Saturday, September 29, 2012

Menyelamatkan Hati

Kupikir, keterlaluan juga jadi aku. Aku menjadikanmu sesosok lelaki yang jahat dan tidak berprikemanusiaan. Seperti tokoh-tokoh antagonis di film-film drama romantis. Membicarakanmu seperti kau benar-benar tak punya hati. Dengan segala yang kau lakukan, dengan segala yang kuceritakan, kita menjadi tokoh fiksi di kuping dan mata orang-orang. Dan aku disebut mereka sebagai korban.

Baiklah. Keterlaluan memang aku. Aku selama ini terlalu sibuk dengan perasaanku kepadamu. Seperti yang kaubilang, love is just a fantasy. Ya. Aku berfantasi. Aku sibuk dengan kegilaanku kepadamu. Memendam perasaan lalu terjebak oleh hatiku sendiri. Aku terlalu sibuk merangkai semua peristiwa yang terjadi di antara kita untuk kemudian menjadi kisah yang membenarkan harapanku. Kurangkai sesukaku, sebaik-baiknya menurutku, hanya agar semakin besar hatiku. Sedemikian baiknya hingga kadang terlalu sering membenarkan apa yang kuharapkan.

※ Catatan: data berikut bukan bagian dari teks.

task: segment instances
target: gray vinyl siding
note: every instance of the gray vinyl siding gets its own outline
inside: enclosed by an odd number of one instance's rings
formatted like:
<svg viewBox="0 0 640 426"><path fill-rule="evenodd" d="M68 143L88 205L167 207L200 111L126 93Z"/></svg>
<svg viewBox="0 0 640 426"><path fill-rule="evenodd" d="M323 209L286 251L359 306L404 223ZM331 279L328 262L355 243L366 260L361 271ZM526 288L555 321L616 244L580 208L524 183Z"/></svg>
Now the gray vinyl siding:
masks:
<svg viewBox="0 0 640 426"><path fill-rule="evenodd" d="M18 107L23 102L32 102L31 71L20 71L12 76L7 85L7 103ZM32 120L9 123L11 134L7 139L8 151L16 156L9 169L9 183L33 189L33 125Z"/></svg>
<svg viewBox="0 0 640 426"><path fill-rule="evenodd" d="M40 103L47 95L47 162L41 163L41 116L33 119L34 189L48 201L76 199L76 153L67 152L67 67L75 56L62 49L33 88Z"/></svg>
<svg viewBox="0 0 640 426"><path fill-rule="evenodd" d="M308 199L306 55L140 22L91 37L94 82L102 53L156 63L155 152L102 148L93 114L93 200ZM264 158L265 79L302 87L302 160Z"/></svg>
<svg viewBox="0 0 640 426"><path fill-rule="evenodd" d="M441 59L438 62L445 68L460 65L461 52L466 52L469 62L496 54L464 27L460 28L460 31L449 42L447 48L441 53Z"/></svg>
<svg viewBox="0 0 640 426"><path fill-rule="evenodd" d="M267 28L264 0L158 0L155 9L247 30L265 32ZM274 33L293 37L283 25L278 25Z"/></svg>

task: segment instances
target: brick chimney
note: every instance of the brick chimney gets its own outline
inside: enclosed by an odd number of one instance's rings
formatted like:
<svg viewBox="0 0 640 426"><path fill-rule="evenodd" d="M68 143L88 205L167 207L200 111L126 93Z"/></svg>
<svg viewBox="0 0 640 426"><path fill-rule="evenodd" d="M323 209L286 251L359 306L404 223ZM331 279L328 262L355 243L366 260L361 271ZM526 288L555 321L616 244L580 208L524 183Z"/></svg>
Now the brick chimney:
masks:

Keterlaluannya jadi aku. Aku terlalu sibuk meresahkan perasaan dengan segala terkaan. Aku menghubungkan banyak hal untuk menjawab semua tanyaku yang selalu tentangmu. Ekspetasiku bertunas, mimpiku rimbun. Hingga tidak tahu mana ekspetasi, mana yang fantasi. Hal-hal kecil yang kaulakukan untukku menjadi sesuatu yang spesial. Bahkan mungkin hal-hal yang kaulakukan dan menurut orang-orang itu buruk untukku. Seperti tidak pernah ada yang salah. Kau menujuku dan aku memang menunggumu. Begitulah.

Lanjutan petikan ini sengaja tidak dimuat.